His words struck a blow to my anger. Apparently, he was very sincere. And, as I was just beginning to realize, a man of his word—for better or worse. If there could be anything good said about Darth Revan, it would be that. His word was his bond. If he said he would burn an entire planet, it would be done. If he said he would spare it, it would surely be spared. It was one of the few constants I could rely on in all the time I was his prisoner. Strangely enough, rather than simply gaining his trust, he was beginning to gain mine. In a very sick, twisted sort of way. The impression of trust he left with me certainly confused me. I will admit part of me felt safe with him. I knew he would not harm me, for he would keep his word. I also felt flattered that he would offer me such a high position in his Empire, and mean it.
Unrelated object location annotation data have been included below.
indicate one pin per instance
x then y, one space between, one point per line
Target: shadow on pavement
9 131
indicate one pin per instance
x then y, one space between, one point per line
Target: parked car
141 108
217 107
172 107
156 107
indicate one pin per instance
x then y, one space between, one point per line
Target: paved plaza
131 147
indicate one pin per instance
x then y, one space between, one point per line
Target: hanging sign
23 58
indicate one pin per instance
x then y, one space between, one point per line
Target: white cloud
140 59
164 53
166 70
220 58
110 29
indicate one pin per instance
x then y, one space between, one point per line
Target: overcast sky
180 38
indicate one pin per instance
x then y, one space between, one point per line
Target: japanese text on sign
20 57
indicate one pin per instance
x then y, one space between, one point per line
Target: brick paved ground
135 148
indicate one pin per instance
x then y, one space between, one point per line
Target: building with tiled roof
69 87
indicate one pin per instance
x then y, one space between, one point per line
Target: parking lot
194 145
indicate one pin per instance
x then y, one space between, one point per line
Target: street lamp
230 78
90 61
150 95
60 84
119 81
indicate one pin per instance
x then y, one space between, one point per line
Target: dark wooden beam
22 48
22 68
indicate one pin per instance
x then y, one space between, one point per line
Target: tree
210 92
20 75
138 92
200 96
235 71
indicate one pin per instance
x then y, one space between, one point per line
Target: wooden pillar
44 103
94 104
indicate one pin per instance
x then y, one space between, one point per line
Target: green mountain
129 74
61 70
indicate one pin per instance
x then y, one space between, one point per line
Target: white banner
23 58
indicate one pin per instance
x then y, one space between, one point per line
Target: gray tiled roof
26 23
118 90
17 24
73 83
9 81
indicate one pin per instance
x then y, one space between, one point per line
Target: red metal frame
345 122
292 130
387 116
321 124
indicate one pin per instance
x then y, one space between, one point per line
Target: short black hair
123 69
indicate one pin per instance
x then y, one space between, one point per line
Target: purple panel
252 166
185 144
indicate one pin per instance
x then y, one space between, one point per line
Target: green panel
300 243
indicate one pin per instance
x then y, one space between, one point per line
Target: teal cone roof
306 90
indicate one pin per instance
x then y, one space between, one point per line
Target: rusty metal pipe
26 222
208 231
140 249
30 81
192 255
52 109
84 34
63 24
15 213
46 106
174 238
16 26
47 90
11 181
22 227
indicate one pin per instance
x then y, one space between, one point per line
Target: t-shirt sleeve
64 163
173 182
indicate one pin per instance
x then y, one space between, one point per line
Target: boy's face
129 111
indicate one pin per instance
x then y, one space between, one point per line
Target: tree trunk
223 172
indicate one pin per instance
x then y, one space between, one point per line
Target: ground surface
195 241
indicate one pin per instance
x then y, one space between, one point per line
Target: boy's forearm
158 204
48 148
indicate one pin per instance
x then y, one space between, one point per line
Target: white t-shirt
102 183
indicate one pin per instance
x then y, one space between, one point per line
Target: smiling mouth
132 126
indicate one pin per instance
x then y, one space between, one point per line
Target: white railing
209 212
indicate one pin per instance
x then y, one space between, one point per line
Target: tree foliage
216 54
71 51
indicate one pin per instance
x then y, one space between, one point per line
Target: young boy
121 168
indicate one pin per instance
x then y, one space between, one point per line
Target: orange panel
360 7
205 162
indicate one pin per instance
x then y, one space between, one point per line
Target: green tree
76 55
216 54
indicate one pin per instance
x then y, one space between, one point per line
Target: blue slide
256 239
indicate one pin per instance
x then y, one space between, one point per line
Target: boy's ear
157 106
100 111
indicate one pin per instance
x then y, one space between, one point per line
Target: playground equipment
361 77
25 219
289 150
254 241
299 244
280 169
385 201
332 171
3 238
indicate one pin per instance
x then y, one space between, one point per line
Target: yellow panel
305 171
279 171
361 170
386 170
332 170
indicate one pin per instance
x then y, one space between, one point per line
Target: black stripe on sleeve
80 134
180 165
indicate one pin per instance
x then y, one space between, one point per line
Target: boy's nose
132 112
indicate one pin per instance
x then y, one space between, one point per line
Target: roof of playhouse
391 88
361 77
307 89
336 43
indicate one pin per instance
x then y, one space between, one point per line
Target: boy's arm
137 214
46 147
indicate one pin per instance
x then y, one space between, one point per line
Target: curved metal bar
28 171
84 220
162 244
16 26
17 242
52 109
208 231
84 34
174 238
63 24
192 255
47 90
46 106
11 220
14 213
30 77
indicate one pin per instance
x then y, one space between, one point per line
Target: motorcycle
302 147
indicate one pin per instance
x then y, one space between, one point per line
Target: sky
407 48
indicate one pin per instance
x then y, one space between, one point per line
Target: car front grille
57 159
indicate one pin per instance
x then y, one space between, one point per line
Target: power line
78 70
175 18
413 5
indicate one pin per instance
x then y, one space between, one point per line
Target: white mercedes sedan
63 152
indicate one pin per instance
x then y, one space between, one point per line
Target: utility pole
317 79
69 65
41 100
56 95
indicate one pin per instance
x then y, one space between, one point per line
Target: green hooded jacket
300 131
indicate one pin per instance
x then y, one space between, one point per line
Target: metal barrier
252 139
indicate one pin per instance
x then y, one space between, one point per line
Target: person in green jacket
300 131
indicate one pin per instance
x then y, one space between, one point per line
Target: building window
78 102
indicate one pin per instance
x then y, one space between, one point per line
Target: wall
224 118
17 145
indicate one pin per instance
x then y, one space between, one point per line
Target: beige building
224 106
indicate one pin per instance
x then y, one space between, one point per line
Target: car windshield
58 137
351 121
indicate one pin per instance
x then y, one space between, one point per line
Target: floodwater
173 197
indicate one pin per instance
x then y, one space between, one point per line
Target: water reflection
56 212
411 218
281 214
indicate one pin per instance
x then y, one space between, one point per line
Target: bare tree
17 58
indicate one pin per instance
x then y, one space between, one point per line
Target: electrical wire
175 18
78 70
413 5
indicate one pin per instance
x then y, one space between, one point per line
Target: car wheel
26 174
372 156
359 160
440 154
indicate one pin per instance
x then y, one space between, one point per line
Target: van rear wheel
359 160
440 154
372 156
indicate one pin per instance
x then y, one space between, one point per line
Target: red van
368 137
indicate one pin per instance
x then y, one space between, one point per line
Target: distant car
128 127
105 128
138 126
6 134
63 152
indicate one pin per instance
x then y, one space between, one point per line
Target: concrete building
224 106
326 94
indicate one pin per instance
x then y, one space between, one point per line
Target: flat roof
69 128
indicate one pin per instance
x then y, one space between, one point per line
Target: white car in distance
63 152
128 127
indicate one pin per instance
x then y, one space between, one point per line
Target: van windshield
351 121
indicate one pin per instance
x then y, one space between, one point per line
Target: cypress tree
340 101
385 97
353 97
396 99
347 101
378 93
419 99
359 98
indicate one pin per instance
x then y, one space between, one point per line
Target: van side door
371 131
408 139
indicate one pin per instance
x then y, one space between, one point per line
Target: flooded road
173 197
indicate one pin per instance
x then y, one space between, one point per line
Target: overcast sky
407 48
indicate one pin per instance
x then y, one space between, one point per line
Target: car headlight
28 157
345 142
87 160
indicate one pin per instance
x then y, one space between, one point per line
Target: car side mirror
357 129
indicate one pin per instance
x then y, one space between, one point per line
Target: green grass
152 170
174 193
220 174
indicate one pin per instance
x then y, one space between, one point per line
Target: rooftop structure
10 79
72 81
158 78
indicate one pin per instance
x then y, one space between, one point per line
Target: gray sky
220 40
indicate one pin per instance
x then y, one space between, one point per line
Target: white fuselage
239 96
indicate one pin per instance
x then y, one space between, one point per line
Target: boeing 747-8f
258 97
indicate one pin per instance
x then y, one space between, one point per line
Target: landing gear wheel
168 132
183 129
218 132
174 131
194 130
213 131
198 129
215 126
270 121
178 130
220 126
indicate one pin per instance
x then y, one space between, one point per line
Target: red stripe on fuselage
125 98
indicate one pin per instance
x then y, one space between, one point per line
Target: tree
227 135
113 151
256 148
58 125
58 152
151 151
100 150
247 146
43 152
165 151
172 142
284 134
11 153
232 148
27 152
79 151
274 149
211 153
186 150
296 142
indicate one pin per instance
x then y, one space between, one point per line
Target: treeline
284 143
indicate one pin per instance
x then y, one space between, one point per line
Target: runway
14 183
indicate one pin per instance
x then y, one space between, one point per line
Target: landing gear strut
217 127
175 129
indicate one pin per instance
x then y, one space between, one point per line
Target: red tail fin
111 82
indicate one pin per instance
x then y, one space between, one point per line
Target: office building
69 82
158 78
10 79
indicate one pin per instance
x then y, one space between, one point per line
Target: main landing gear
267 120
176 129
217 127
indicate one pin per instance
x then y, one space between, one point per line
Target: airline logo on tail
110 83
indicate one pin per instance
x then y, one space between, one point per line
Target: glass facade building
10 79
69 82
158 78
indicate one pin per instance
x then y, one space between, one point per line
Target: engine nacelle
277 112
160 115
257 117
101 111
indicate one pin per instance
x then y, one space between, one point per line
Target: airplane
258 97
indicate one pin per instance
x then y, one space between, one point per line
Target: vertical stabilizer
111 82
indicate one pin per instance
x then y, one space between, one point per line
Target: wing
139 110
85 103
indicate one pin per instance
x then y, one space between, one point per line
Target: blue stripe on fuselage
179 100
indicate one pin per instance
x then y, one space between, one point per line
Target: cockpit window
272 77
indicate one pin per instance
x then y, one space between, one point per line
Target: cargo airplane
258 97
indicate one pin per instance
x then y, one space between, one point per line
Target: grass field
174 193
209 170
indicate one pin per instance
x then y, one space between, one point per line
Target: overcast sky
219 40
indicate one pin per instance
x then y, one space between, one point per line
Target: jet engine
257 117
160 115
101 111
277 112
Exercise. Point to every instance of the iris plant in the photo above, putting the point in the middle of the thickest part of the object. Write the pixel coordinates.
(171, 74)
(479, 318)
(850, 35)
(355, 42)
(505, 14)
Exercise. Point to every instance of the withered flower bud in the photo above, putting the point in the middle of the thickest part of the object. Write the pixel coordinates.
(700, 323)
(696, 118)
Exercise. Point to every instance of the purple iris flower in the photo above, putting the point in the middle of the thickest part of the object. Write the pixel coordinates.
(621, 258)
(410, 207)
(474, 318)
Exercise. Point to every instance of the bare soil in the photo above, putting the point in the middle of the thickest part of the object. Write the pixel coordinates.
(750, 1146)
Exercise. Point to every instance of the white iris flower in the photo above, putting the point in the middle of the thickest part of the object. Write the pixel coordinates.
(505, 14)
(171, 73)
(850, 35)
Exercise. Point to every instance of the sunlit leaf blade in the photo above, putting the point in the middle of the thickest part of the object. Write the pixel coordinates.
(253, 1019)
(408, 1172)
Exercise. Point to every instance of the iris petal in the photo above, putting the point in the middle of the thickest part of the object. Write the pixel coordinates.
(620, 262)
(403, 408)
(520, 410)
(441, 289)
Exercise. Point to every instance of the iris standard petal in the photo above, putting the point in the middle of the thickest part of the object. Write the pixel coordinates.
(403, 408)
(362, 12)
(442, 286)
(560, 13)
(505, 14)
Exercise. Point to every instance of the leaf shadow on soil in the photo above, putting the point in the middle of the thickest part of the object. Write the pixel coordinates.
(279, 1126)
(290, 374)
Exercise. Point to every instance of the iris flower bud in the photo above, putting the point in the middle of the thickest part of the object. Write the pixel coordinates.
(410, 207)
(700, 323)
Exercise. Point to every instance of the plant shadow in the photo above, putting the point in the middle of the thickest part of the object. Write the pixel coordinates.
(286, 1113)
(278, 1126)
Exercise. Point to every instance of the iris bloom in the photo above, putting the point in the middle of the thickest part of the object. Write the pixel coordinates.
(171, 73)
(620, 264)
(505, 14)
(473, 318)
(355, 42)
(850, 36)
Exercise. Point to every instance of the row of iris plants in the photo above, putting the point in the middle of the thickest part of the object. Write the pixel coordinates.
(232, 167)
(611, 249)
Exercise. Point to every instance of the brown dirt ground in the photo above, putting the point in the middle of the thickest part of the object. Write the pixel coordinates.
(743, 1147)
Then, of course, there was the other part of me—the sensible Jedi part—that felt disgusted at the thought of trusting a Sith Lord for anything. But it was not merely the thought of becoming partial to a Sith Lord that bothered me. No, it was the warning in my heart that if I were to betray his trust, I would forfeit all his promises to me. If I broke my word, he would break his, and any perceived contract between us would be dissolved. Fear rose up in me at the thought of what he might do to me if my escape plan failed.


	11. Will Power

**CHAPTER 10 – Will Power**

_Disclaimer: The term Star Wars, the Star Wars logo, and all names and pictures of Star Wars characters, vehicles, concepts and items are the property of Lucasfilm Ltd., or their respective holders. There is no attempt to profit by their use. The author is not endorsed by or affiliated with Lucasfilm, Ltd. The author is too poor to be worth the lawsuit._

The next morning, I was escorted to the training room as usual. This time, however, the guards did not enter with me, as if under new orders. They merely opened the door, and I stepped through alone, the door sliding closed with a swoosh. Puzzled, I looked to find Revan.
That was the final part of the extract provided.